The core concept of Wavelet Transform involves decomposing signals using basis functions (wavelet functions) at different scales to capture time-frequency localization characteristics. It finds extensive applications in image compression, noise removal, and feature extraction. The key advantage of Wavelet Transform lies in its ability to provide time-frequency analysis capabilities, making it particularly suitable for processing non-stationary signals. However, traditional Wavelet Transform may face challenges with high computational complexity when dealing with high-dimensional data. In implementation, discrete wavelet transform (DWT) can be efficiently computed using filter banks through algorithms like Mallat's pyramid algorithm, which employs successive high-pass and low-pass filtering operations followed by downsampling.

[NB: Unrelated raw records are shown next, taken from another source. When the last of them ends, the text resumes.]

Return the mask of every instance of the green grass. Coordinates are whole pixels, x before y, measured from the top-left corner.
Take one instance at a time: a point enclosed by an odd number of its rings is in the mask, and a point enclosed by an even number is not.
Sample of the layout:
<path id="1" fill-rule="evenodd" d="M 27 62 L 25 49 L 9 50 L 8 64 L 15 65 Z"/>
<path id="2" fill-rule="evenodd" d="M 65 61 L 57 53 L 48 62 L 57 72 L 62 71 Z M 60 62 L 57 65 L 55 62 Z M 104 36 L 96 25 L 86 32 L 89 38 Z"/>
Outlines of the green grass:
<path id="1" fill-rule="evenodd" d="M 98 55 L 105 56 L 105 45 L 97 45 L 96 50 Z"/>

The OMP algorithm is a greedy pursuit method in compressed sensing theory used for recovering sparse signals from underdetermined linear systems. Unlike traditional transform-domain approaches, compressed sensing leverages signal sparsity to reconstruct original signals from limited random measurements. The OMP algorithm iteratively selects the most correlated atoms (basis functions from a dictionary) and uses least squares optimization to progressively approximate the true signal. Its primary advantage is computational efficiency, making it suitable for large-scale sparse signal reconstruction. In code implementation, OMP typically involves three main steps per iteration: calculating correlations between residual and dictionary atoms, updating the support set with the strongest correlated atom, and solving a least squares problem to update the signal approximation. Popular implementations often use QR decomposition or Cholesky factorization for efficient least squares solutions.

The comparison between these two techniques can be examined from several perspectives: Objectives: Wavelet Transform focuses on signal decomposition and reconstruction, while OMP primarily addresses sparse signal recovery. Computation methods: Wavelet Transform relies on predefined basis functions (such as Daubechies wavelets), whereas OMP depends on adaptively selected dictionary atoms. Application scenarios: Wavelet Transform is suitable for signal analysis and feature extraction, while OMP is more appropriate for signal reconstruction problems in compressed sensing. Sparsity utilization: OMP explicitly exploits signal sparsity, while sparsity in Wavelet Transform is typically implicit in the wavelet coefficients.

Recent years have seen increasing research combining Wavelet Transform and compressed sensing, such as using wavelet bases as dictionaries for OMP to enhance signal reconstruction accuracy and efficiency. Such hybrid approaches demonstrate significant potential in medical imaging and remote sensing data processing, where wavelet dictionaries can provide multiscale representations while OMP ensures efficient sparse recovery through iterative optimization techniques.